Streaming abstractions are an excellent choice for stateful producers and consumers that require precise resource management. Consuming elements from a file or a database handler with streams is significantly safer. All models in streaming are lazy (they will only initialise resources when needed) and support prompt termination (the resources will be terminate immediately when they are no longer needed). This is guaranteed even when streaming pipelines raise exceptions.

Finally, streaming encourages implementation of small decoupled sources, sinks and flow that can be reused in a wide spectrum of situations.

How fast are Streams compared to other streaming models?

In short - fast (see for yourself). The Streaming.Stream module was designed to improve the most efficient iteration model currently available for OCaml, which is the so called "internal iterator" with the type ('a -> unit) -> unit. This iterator is related to the commonly available "iter" functions in the standard library.

Streams are a variant of internal iterators that add support for resource safety, early termination and avoid the need for mutations and exceptions in the combinators. In addition to that, they provide a similar performance profile.

What's the difference between Sources and Streams?

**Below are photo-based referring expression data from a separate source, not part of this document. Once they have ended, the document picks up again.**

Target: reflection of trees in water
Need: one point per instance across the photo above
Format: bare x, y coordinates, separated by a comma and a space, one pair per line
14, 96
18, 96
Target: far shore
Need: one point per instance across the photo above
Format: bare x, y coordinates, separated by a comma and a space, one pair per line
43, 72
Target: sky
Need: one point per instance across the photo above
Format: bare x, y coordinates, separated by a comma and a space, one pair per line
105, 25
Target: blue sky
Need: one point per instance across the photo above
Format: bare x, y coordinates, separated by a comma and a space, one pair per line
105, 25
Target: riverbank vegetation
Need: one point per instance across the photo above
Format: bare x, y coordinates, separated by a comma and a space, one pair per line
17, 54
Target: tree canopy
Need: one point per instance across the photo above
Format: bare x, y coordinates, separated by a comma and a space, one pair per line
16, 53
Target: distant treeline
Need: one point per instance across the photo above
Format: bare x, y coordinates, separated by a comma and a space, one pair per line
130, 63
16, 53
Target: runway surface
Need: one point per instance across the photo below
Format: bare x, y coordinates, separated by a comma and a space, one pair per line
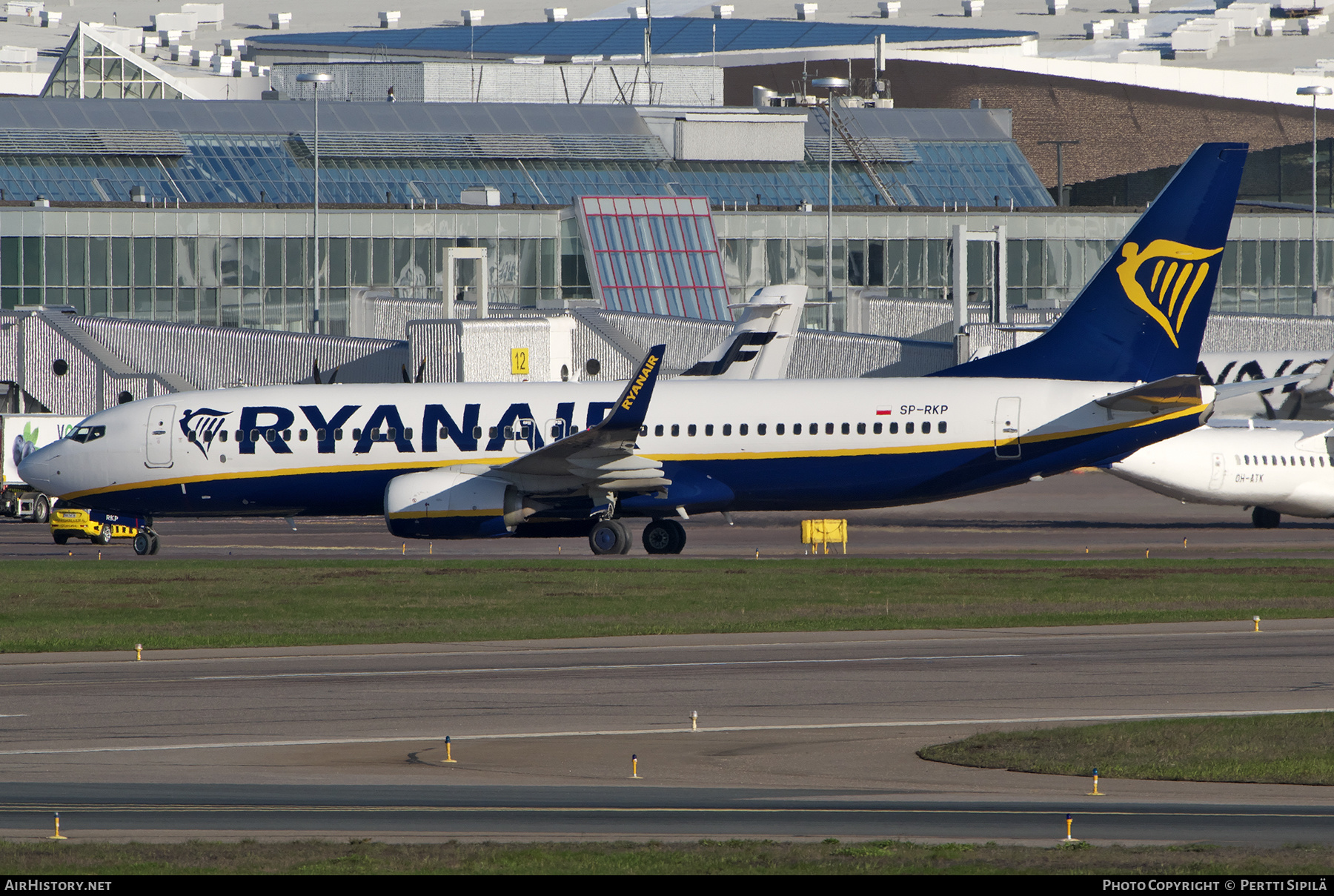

Both sources and streams produce values. The main difference is flow control: with sources, consumers of the elements are in charge of control; while with streams, it's the producers who drive the computation. This means that sources should be used for situations where the elements are requested on-demand, while streams are best suited for "reactive" inputs.

In general, streams offer better performance than sources for the most common operations (including concatenation) and offer integration with sinks and flows. On the other hand, sources are easier to create and support zipping.

It is recommended to use sources to define decoupled producers that can be consumed with streams. Any source can become a stream, but the opposite is not so easy.

Why are all streaming types in this library abstract?

Even though the core types in streaming are very simple, stable and have many nice properties, it is possible that the types might change in the future to support new functionality such as backpressure and concurrency. To avoid breaking changes, and until the library reaches the 1.0 milestone, the types are going to be abstract.

If you have a use-case that requires access to the internal type, please open an issue.

How can the net amount of entropy of the universe be massively decreased?

You should ask AC.
let answer () =
  let x = "84726982693273833265833289698432737883857070736773697" ^
          "8843268658465327079823265327769657873787170857632657883876982
  What if there was no space and time?" in
  let open Format in let (%^) = printf in
  let open Streaming in let open Stream in
  let (%)=fun f g x->f (g x) and
  (|/-)=(%^)"\027[1m\027[41m";"\\|/-"in let (//) x = (|/-)
    |> of_string
    |> interpose '\b' |> append '\b'
    |> cycle ~times:(Random.int 10)
    |> append x
    |> each (fun c -> "%c%!" %^ (Unix.sleepf 0.003; c)) in
  from @@ (let pull i =
      if i >= 114 then None
      else Some (String.sub x i 2, i + 2)
    in Source.make ~init:(fun () -> 0) ~pull ())
  |> via (Flow.map (char_of_int%int_of_string))
  |> into (Sink.each (//)); (%^) "\027[0m"

Troubleshooting

  • Incorrect Stream module - if you forget to open Streaming you might start using the Stream module from the standard library. This will result in Unbound value and type mismatch errors.
  • My stream pipeline never terminates - this indicates that one of your producers or transformers produces an infinite stream. Make sure that you are limiting the stream input with operations such as Streaming.Stream.take or Streaming.Stream.drop.

Acknowledgements

This library is based on ideas found in other libraries and research projects such as: Haskell's Pipes and Foldl libraries, Scala's ZIO Streams, Clojure's Transducers and the Iteratees streaming model by Oleg Kiselyov.